What is the accounts payable cycle and how is it measured?
The accounts payable cycle describes the time from receiving a supplier invoice to paying it. Measured as Days Payable Outstanding (DPO), it reflects how long a company takes to pay its suppliers on average. DPO = (Accounts Payable / Cost of Goods Sold) x Number of Days. Higher DPO improves buyer cash flow but can damage supplier relationships if payments are unduly delayed.

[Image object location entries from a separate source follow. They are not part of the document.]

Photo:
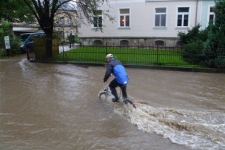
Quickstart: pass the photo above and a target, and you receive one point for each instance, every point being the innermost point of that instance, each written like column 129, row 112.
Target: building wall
column 142, row 18
column 205, row 13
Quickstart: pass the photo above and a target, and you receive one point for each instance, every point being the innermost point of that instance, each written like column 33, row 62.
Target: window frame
column 62, row 20
column 98, row 16
column 124, row 15
column 154, row 21
column 69, row 20
column 183, row 14
column 209, row 14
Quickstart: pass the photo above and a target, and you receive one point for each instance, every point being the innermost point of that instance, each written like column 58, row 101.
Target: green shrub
column 192, row 52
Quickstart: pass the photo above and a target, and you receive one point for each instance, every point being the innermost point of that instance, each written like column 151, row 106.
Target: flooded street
column 56, row 106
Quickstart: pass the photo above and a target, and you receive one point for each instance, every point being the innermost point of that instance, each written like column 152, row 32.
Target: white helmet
column 109, row 56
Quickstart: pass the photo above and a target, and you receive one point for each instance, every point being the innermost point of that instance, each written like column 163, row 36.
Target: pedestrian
column 115, row 67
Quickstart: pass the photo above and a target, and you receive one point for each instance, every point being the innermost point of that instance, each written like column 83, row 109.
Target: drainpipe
column 196, row 14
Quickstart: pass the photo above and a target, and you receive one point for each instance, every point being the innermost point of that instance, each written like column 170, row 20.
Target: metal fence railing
column 129, row 54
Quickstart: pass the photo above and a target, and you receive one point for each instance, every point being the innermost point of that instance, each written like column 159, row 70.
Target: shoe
column 125, row 101
column 115, row 100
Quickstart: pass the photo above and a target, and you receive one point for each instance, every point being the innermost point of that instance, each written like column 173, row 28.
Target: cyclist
column 121, row 79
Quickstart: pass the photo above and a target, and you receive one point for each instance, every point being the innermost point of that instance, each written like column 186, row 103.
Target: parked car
column 27, row 42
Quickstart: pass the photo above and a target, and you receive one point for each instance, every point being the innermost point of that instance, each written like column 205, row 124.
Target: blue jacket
column 116, row 68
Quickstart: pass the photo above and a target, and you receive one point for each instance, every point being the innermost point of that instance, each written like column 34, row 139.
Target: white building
column 151, row 22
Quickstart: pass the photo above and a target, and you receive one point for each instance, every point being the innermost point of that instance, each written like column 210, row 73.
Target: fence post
column 157, row 53
column 106, row 48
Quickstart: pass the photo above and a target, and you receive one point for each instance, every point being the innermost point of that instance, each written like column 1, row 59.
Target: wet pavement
column 56, row 106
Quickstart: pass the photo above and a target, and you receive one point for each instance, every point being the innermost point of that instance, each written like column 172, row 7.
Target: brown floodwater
column 56, row 106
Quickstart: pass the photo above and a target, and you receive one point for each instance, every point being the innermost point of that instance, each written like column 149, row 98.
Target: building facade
column 145, row 22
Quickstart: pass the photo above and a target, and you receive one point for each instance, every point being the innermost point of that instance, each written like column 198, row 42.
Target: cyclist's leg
column 124, row 90
column 112, row 85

The AP automation goal is to process invoices faster while maintaining optimal payment timing.
How do organizations optimize DPO?
DPO optimization balances cash flow benefits with supplier relationship and discount capture considerations: (1) Extend payment terms with large suppliers through renegotiation; (2) Use dynamic discounting to pay early when cash yields exceed discount rates; (3) Join supply chain finance programs where buyer credit funds early payment at lower cost; (4) Maintain payment terms across the supplier base without arbitrary delays; (5) Ensure compliance with prompt payment regulations for public sector suppliers.
Frequently Asked Questions
- What is the typical DPO for different industries?
- DPO varies significantly by industry. Retail typically has high DPO (60-80 days) due to negotiating power with suppliers and favorable payment terms. Manufacturing varies from 30-60 days depending on sector. Technology and services companies are typically 30-45 days. Construction has historically had high DPO but prompt payment regulations are reducing it. Companies should benchmark against industry peers rather than a single absolute target.
- How does e-invoicing affect DPO management?
- E-invoicing accelerates the early stages of the AP cycle (faster invoice delivery, faster validation and matching) which can either reduce DPO (by paying faster) or maintain DPO while paying within terms more reliably (by processing invoices faster and scheduling payment at the exact due date). Organizations with dynamic discounting programs actively use e-invoicing to identify early payment opportunities against invoices approved ahead of due date.